Najah Ghmaid

Work place: Department of Computer Science, Faculty of Science, Sebha University, Sebha Libya

E-mail: naj.ghumeid@sebhau.edu.ly

Website:

Research Interests:

Biography

Najah Ghumeid was born in Sebha, southern Libya, in 1985. She received the B.S. degree in computer science from the faculty of sciences, Sebha University, Libya, in 2008. She is currently a lecturer and M.S. candidate in artificial intelligence and machine learning at the College of Information Technology, Sebha University, with an expected degree completion in 2025. She co-authored the paper “Addressing the Libyan Arabic Dialect Identification: A Comparative Study of Ensemble Classification Methods” (Tripoli, Libya, IEEE-MI-STA 4th, 2024). Professionally, she serves as an accredited trainer at Sebha University’s Training and Development Centre, specializing in programs such as IC³, ICDL, MOS, and TOT. She has over 10 years of experience designing and accrediting IT training curricula, including foundational contributions to the Centre’s inaugural programs in 2016. Previously, she led the implementation of the university’s staff classification system (2016) and served on its Financial Entitlements Committee (2019). Her research focuses on natural language processing (NLP) and artificial intelligence (AI) systems. Ms. Ghumeid holds certifications as a Microsoft Office Specialist (MOS, Certiport, 2013), IC³ Global Standard 4 Instructor (Certiport, 2010), ICDL Master Instructor (2013), and Trainer of Trainers (TOT, American Canadian Board, 2016).

Author Articles
Computational Linguistics Meets Libyan Dialect: A Study on Dialect Identification

By Mansour Essgaer Khamis Massud Rabia Al Mamlook Najah Ghmaid

DOI: https://doi.org/10.5815/ijisa.2025.06.09, Pub. Date: 8 Dec. 2025

This study investigates logistic regression, linear support vector machine, multinomial Naive Bayes, and Bernoulli Naive Bayes for classifying Libyan dialect utterances gathered from Twitter. The dataset used is the QADI corpus, which consists of 540,000 sentences across 18 Arabic dialects. Preprocessing challenges include handling inconsistent orthographic variations and non-standard spellings typical of the Libyan dialect.

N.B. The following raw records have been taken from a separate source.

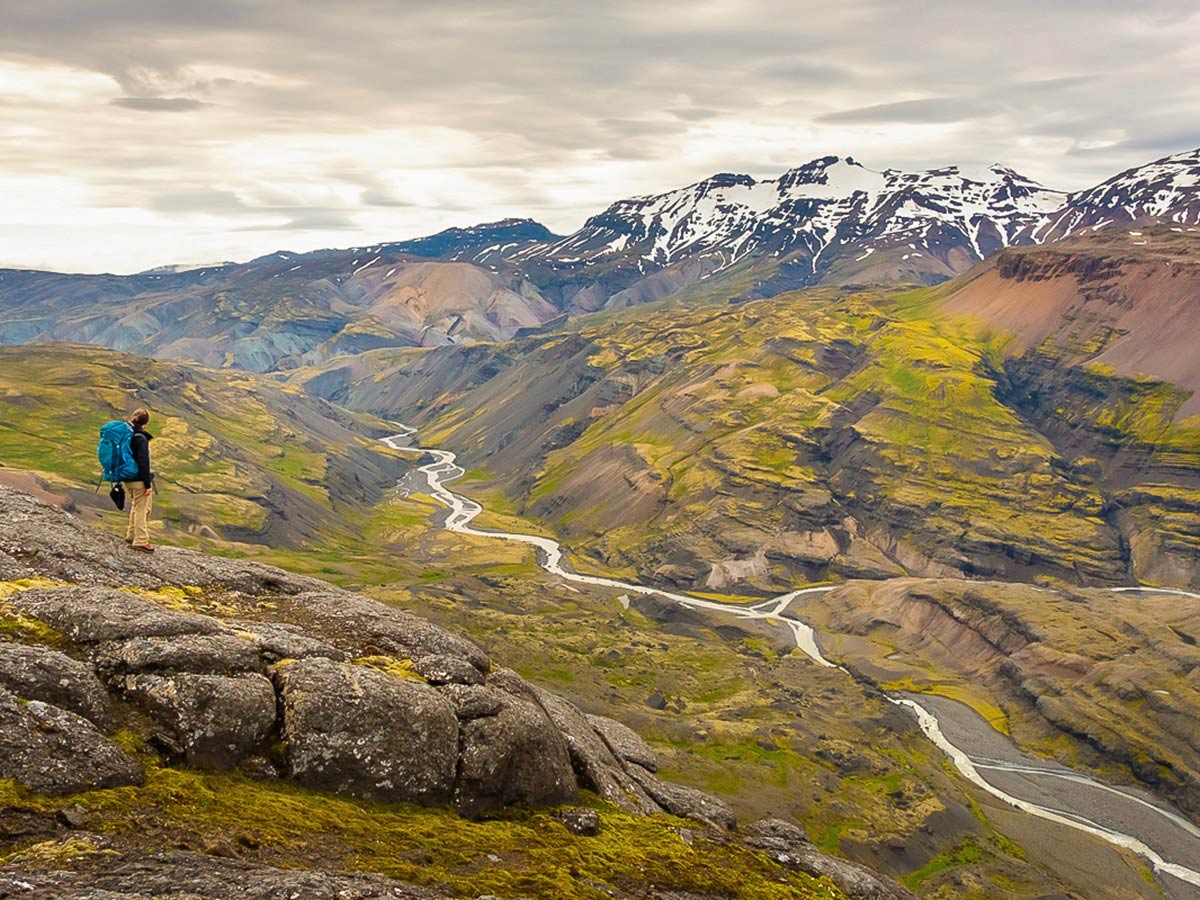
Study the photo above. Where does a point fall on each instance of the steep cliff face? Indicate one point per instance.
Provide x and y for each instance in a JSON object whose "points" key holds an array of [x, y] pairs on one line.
{"points": [[757, 445], [1103, 363], [142, 689]]}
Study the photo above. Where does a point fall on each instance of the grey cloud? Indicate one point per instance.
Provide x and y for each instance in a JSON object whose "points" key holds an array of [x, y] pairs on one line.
{"points": [[160, 105], [381, 197], [197, 201], [934, 109], [529, 94], [306, 220]]}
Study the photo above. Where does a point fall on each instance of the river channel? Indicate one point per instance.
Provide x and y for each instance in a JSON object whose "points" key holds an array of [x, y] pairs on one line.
{"points": [[1126, 817]]}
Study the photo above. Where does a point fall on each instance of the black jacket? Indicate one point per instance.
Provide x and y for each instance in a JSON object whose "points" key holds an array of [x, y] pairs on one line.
{"points": [[139, 444]]}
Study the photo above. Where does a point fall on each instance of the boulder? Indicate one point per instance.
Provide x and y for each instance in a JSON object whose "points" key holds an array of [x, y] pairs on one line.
{"points": [[472, 701], [580, 820], [594, 765], [53, 750], [354, 730], [509, 682], [211, 721], [203, 654], [685, 802], [515, 756], [787, 844], [447, 670], [49, 676], [366, 627], [277, 642], [95, 615], [624, 742]]}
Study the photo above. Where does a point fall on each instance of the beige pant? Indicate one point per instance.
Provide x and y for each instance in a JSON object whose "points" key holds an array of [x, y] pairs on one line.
{"points": [[139, 501]]}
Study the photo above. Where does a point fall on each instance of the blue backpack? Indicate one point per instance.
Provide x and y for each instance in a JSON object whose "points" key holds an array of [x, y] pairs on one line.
{"points": [[114, 451]]}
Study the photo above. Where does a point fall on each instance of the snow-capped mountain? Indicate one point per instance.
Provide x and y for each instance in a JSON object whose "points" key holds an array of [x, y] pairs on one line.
{"points": [[834, 220], [1165, 191], [822, 211]]}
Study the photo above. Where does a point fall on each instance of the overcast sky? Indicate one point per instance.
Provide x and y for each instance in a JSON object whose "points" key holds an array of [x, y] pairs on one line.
{"points": [[144, 132]]}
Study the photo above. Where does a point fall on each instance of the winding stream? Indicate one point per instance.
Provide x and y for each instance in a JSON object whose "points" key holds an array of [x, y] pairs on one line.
{"points": [[1051, 792]]}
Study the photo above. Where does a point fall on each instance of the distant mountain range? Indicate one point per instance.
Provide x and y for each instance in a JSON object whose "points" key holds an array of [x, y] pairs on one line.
{"points": [[729, 238]]}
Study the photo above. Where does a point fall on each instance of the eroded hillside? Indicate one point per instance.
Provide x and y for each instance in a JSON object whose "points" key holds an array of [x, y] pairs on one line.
{"points": [[814, 435]]}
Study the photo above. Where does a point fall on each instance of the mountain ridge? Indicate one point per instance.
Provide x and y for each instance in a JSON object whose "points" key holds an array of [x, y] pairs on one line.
{"points": [[729, 237]]}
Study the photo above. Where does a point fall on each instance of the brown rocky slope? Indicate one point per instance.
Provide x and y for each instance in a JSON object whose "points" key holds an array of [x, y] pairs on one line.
{"points": [[113, 665]]}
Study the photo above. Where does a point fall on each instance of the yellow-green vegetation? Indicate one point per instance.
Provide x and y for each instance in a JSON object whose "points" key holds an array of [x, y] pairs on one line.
{"points": [[823, 432], [1091, 677], [522, 853], [965, 853], [231, 453], [971, 695]]}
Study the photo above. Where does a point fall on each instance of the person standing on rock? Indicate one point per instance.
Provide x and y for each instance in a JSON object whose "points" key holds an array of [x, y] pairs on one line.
{"points": [[141, 489]]}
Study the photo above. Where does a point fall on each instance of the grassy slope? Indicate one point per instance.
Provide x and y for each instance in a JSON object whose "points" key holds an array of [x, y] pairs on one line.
{"points": [[762, 424], [234, 454]]}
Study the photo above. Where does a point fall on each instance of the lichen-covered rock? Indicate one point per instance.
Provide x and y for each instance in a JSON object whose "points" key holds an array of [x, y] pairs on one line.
{"points": [[474, 701], [509, 682], [447, 670], [625, 742], [196, 876], [580, 820], [687, 802], [358, 731], [787, 844], [213, 721], [53, 677], [95, 615], [515, 756], [594, 765], [41, 540], [366, 627], [277, 642], [202, 654], [53, 750]]}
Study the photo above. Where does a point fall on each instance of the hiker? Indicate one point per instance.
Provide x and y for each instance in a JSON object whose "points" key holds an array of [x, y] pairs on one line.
{"points": [[139, 489]]}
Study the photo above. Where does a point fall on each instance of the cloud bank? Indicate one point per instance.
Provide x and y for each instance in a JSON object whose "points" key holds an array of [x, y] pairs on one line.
{"points": [[142, 132]]}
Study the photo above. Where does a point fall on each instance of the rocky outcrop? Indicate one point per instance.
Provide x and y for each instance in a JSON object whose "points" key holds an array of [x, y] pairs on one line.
{"points": [[280, 676], [52, 750], [359, 731], [54, 678], [789, 845], [340, 691]]}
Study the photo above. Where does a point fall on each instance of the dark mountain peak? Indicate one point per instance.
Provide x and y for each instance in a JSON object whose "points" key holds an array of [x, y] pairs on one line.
{"points": [[724, 179]]}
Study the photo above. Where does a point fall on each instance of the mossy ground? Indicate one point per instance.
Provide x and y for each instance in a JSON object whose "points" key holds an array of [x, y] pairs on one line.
{"points": [[523, 853], [232, 450]]}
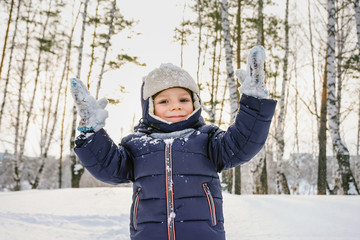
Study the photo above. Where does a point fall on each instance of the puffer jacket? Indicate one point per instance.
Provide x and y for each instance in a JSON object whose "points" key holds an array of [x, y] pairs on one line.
{"points": [[177, 191]]}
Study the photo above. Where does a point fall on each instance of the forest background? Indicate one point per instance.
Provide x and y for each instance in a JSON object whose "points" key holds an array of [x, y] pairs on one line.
{"points": [[312, 69]]}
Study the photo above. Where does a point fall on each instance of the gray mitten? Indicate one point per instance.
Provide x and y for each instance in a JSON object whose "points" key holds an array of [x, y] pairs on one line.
{"points": [[252, 80], [92, 112]]}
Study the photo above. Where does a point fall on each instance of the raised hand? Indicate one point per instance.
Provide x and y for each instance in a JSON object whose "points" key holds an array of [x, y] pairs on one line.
{"points": [[252, 80], [92, 112]]}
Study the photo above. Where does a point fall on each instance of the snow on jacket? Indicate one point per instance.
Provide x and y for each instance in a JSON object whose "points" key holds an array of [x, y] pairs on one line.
{"points": [[177, 191]]}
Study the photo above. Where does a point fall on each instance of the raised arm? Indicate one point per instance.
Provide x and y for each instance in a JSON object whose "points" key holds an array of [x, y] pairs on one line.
{"points": [[100, 155], [247, 135]]}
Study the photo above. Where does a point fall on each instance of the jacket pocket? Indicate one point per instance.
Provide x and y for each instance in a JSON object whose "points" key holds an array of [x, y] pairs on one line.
{"points": [[211, 203], [135, 207]]}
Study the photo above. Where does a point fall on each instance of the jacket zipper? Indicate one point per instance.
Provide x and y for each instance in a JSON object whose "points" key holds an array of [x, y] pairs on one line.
{"points": [[169, 192], [136, 206], [211, 204]]}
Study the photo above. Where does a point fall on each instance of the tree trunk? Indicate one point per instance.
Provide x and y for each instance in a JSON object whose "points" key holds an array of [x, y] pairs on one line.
{"points": [[260, 24], [237, 170], [10, 62], [357, 162], [281, 179], [199, 8], [18, 159], [67, 70], [234, 94], [6, 36], [322, 182], [76, 167], [341, 151], [312, 62], [229, 67], [357, 17], [36, 80], [107, 44], [92, 56]]}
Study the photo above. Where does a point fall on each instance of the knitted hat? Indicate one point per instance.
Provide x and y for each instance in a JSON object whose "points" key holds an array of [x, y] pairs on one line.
{"points": [[167, 76]]}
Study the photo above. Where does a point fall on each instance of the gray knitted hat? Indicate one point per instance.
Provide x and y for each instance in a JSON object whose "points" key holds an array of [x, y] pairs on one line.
{"points": [[167, 76]]}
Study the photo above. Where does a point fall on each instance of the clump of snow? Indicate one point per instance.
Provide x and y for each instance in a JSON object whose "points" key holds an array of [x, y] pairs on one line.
{"points": [[169, 141], [78, 167], [172, 216]]}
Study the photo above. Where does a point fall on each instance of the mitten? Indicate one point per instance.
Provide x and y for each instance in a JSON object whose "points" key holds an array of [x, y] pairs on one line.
{"points": [[92, 112], [252, 80]]}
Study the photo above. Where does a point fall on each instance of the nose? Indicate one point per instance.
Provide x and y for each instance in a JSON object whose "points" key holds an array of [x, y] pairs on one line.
{"points": [[175, 107]]}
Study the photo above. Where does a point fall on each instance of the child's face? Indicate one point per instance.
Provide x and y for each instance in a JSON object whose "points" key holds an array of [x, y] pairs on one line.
{"points": [[173, 105]]}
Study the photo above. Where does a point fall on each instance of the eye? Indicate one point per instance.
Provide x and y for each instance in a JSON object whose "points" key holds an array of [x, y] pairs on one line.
{"points": [[162, 102], [185, 100]]}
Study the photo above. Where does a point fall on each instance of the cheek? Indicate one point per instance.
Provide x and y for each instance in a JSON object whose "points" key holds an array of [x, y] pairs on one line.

The chi-square analysis revealed that certain features, such as email mentions and emotion indicators, were not significantly associated with dialect classification and were thus excluded from further analysis. Two main experiments were conducted: (1) evaluating the significance of meta-features extracted from the corpus using the chi-square test and (2) assessing classifier performance using different word and character n-gram representations. The classification experiments showed that Multinomial Naive Bayes (MNB) achieved the highest accuracy of 85.89% and an F1-score of 0.85741 when using a (1,2) word n-gram and (1,5) character n-gram representation. In contrast, Logistic Regression and Linear SVM exhibited slightly lower performance, with maximum accuracies of 84.41% and 84.73%, respectively. Additional evaluation metrics, including log loss, Cohen’s kappa, and Matthew’s correlation coefficient, further supported the effectiveness of MNB in this task. The results indicate that carefully selected n-gram representations and classification models play a crucial role in improving the accuracy of Libyan dialect identification. This study provides empirical benchmarks and insights for future research in Arabic dialect NLP applications.